As I’ve made this outward change, I’ve noticed that there has been an inward change going on as well.  The aches and pains don’t bother me as much anymore.  They are simply reminders that God has given me the privilege of carrying this baby girl for 31 weeks, and that she is active and growing.

I still have work to do in this area . . . it is hardest to not complain to those I am closest to and other favorite topics of complaining that I need to deal with.  There is a fine line between being honest about my struggles and complaining.  While I want to be open and honest, I also want to glorify God with my speech and not grumble about any of the gifts He has given me–including my kids, my husband, his job, our home, and our finances.

The REAL test will come in 2 months when the baby comes and people ask, “How are you doing?  Are you getting any sleep yet?”  I better start asking God now to show me how to be thankful for sleep that comes in 2 hour increments!

 

Perspective May 2, 2008

Filed under: spiritual growth — Marissa Henley @ 11:59 am
Tags: , ,

I have several friends’ blogs and other websites I enjoy reading, and I try to keep up with them as best I can.  But there are two blogs that I read faithfully every day.  Brad and Laura Grammer are friends of ours from Indy, and Laura is struggling with leukemia.  Drew Christy is the nephew of another Indy friend, and he has been in a coma since a car accident on February 22.  Brad, Laura, and Drew’s mom are all Christians, and the way they rely on Christ through their heart-wrenching circumstances is both convicting and inspiring for me.

I know it is cliche, but I think it is important for me to remember how truly easy and comfortable my life is right now.  It is so easy for me to fall into the trap of thinking that my life as a stay-at-home mom of two small boys is incredibly difficult.  But reading about the suffering of the Grammers and the Christys reminds me to be thankful for what I have.  I complain when my kids are sick, because it means that I am stuck at home with them, listening to their whining all day long.  But when Laura’s kids are sick, she has to go stay somewhere else and cannot see her kids because their germs could be dangerous for her.  And Drew’s mom has been waiting for over 2 months for her son to wake up and talk, and she would probably give anything to hear him complain about something.

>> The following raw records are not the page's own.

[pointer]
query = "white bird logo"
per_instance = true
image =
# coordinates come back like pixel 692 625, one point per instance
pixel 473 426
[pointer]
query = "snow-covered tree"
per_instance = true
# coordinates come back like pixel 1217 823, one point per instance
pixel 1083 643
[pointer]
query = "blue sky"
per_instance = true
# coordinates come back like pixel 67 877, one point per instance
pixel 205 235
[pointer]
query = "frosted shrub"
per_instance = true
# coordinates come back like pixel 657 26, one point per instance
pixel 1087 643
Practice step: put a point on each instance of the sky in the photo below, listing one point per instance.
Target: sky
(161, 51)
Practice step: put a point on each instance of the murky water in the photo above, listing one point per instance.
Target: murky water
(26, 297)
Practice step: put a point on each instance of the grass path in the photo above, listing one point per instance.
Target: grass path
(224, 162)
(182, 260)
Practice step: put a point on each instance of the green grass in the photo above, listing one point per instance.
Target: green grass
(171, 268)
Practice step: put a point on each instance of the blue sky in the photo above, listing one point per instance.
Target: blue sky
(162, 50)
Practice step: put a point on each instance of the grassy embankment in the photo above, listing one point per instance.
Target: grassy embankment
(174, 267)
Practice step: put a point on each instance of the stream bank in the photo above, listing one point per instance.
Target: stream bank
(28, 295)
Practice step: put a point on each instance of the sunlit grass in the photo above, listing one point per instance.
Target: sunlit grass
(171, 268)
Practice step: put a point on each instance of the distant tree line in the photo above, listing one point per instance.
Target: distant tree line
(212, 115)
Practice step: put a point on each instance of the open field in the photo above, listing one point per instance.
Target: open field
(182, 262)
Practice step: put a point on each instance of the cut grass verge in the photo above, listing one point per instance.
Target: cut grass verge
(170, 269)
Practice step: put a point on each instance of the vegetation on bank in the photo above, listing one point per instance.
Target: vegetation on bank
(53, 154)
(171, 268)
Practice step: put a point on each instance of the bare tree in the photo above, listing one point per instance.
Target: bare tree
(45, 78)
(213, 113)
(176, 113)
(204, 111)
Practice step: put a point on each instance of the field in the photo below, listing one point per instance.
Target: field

Staying home with two little boys is not suffering.  Having a husband who works past 5 p.m. most days is not suffering.  Not having money to buy new furniture is not suffering.  Dealing with potty training and disobedience and whining most of the day is not suffering.  Even dealing with seemingly never-ending diarrhea is not suffering.  And not liking how I look in my jeans is definitely not suffering.  But I’m embarrassed to admit that most days, I think and act and talk like it is.

In addition to praying for healing for Laura and Drew, I’ve been asking God to give me a better perspective on suffering and gratitude for the life He’s given me.  Ever since my friend Linda, Drew’s aunt, reminded me how much Drew’s mom would love to have her son chasing her and screaming while she tries to cook dinner, I’ve been a little more patient with my kids.  I’ve tried to view each day with them as a gift and enjoy them more.  We never know what God has planned for us, so I want to be committed to making the most of this relatively easy time to teach my children and prepare my own heart to suffer for Christ’s sake.

The bottom line is that I can always find someone who is ahead or behind me on the suffering scale.  My attitude should be the same no matter what God gives:  reliance on Christ alone for my daily needs and gratitude for the ultimate gift of salvation that He’s given.  I hope that God is glorified by my easy life in some way even as I see Him glorified tremendously in the life and faith of the Grammers and the Christys.  Would you join me in praying for them?